To allow for more flexibility, it is important that fluid management is scalable, to move quickly from development phase to manufacturing. Regular controls are necessary to minimize microbial contamination or cross-contamination risks between batches and help manufacturers intervene if necessary. 

Transport and storage

To prevent damage during transport and storage of biologics and biosimilars, containers need to be protected and stored safely to prevent alterations and product loss. Stable temperature and precise monitoring are additional prerequisites for storage freezers used in biomanufacturing. 

Ideally, products can be transferred easily and in short time from freezers to storage, to prevent temperature changes that could affect the product’s efficacy and safety. Additionally, space is typically limited in storage facilities and during transport. This produces a need for space-saving stackable solutions that can be kept reliably at the required low temperatures. ¹⁴ 

Challenges involved in the manufacturing of biosimilars

As already established, there are numerous challenges in the manufacturing of biosimilars. These range from contamination risks and drug substance exposure to product damage through uneven freezing and thawing rates. Further, product loss, often caused by human errors if manual intervention is necessary, are problems that can occur in the manufacturing process of biosimilars.
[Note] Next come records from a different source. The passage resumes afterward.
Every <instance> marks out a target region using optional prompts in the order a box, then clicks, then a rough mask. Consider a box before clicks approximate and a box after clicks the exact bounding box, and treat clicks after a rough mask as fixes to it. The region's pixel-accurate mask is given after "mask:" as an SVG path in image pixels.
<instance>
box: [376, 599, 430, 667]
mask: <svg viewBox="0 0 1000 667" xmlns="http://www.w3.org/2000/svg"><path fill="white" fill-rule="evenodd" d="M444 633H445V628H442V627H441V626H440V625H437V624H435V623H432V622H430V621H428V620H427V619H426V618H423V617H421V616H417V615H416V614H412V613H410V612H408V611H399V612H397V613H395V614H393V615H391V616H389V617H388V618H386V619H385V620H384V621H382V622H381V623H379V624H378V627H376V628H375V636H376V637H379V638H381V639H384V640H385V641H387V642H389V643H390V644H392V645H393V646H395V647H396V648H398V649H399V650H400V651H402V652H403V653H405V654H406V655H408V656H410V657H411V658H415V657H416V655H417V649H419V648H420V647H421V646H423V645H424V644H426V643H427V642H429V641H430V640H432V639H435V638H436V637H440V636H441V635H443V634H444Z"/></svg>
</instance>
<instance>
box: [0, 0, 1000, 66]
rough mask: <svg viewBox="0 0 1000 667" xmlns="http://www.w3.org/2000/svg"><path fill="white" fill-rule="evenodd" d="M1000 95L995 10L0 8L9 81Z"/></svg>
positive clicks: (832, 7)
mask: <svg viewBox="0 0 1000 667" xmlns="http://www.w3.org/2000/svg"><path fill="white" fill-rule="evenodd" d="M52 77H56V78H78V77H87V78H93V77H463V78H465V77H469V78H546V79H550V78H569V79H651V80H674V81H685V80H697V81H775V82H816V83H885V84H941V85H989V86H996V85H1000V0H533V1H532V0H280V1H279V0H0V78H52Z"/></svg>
The regulatory framework surrounding the manufacturing of biosimilars was designed to ensure their safety and efficacy. Current good manufacturing practices or cGMPs include factory design, documentation, standardized labeling practices, cleanroom requirements, and staff safety precautions when handling drug substances. Compliance is necessary but bears its challenges for manufacturers.

To stay economically competitive in the expanding market of biological and biosimilar drugs, which is predicted to double its revenue until 2034, it is important to streamline processes, save time, and reduce costs. Automated solutions and state-of-the-art technology can support manufacturers in building an efficient manufacturing process.¹⁵ 

Efficient strategies for manufacturing biosimilars

With innovative strategic solutions from Single Use Support, efficiency in the manufacturing process of biosimilars can be optimized. With the help of automated fluid management systems, the need for human intervention and the risk of cross contamination can be reduced. At the same time, production speed is increased.
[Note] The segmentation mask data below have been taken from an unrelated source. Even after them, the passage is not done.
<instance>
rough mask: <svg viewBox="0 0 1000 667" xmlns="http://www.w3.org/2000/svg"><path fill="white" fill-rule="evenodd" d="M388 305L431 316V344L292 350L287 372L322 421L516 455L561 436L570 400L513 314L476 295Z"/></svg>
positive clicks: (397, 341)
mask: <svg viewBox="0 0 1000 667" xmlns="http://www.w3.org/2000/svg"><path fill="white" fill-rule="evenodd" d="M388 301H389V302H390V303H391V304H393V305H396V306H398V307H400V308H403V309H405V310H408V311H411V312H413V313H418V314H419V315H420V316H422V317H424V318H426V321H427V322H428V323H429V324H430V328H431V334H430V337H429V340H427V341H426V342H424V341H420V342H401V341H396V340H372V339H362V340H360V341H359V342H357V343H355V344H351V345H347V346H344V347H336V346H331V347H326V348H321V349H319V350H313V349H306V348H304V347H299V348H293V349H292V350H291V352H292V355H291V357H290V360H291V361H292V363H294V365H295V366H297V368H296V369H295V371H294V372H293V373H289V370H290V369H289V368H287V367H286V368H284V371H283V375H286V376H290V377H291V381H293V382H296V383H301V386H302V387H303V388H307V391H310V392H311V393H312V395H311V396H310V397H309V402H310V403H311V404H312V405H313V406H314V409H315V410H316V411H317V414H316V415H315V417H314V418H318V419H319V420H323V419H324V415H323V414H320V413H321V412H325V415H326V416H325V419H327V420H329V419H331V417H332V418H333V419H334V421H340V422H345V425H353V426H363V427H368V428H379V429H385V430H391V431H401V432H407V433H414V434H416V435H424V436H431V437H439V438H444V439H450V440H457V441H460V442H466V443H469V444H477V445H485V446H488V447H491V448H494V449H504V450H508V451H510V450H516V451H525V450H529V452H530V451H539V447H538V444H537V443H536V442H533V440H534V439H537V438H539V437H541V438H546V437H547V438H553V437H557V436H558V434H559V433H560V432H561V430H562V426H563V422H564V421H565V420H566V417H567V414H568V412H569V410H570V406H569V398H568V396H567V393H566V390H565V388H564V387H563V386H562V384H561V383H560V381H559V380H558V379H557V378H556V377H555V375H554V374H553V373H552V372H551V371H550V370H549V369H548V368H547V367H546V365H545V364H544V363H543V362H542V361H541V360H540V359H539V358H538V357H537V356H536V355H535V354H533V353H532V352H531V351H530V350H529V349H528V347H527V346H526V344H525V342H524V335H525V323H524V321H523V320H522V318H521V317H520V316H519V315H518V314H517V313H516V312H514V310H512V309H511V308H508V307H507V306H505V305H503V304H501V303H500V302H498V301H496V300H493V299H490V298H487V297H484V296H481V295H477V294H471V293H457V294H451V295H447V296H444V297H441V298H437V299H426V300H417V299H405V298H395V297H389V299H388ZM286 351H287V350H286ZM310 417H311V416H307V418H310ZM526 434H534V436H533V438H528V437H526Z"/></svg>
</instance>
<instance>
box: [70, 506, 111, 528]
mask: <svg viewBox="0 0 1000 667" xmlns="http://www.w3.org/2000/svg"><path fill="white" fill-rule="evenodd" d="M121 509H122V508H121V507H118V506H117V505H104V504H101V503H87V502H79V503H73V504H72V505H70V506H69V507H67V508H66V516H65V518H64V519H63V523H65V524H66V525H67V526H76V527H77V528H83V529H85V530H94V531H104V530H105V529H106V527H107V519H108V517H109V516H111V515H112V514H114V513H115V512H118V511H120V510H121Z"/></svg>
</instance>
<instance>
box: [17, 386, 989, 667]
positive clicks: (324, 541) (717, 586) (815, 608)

To reach maximum efficiency, it is possible to seamlessly incorporate different single-use technologies into the production chain. All products are scalable, to allow for more flexibility during the production cycle. Single-use bags are aseptically and precisely filled with RoSS.FILL and protected in RoSS® shells against product damage during storage and transport.

If the single-use bags must be frozen for transport, they can be cooled down efficiently to -80°C with RoSS.pFTU. This freezer uses plate freezing for stable freezing to prevent protein denaturation. Should even lower temperatures be required, the cryogenic freezer RoSS.LN2F is ready to achieve them in a safe and controlled manner.

To maintain stable temperatures during transport and storage, RoSS.FRDG keeps containers reliably at temperatures as low as -75°C, helping them to preserve their effectiveness and safety until they are needed.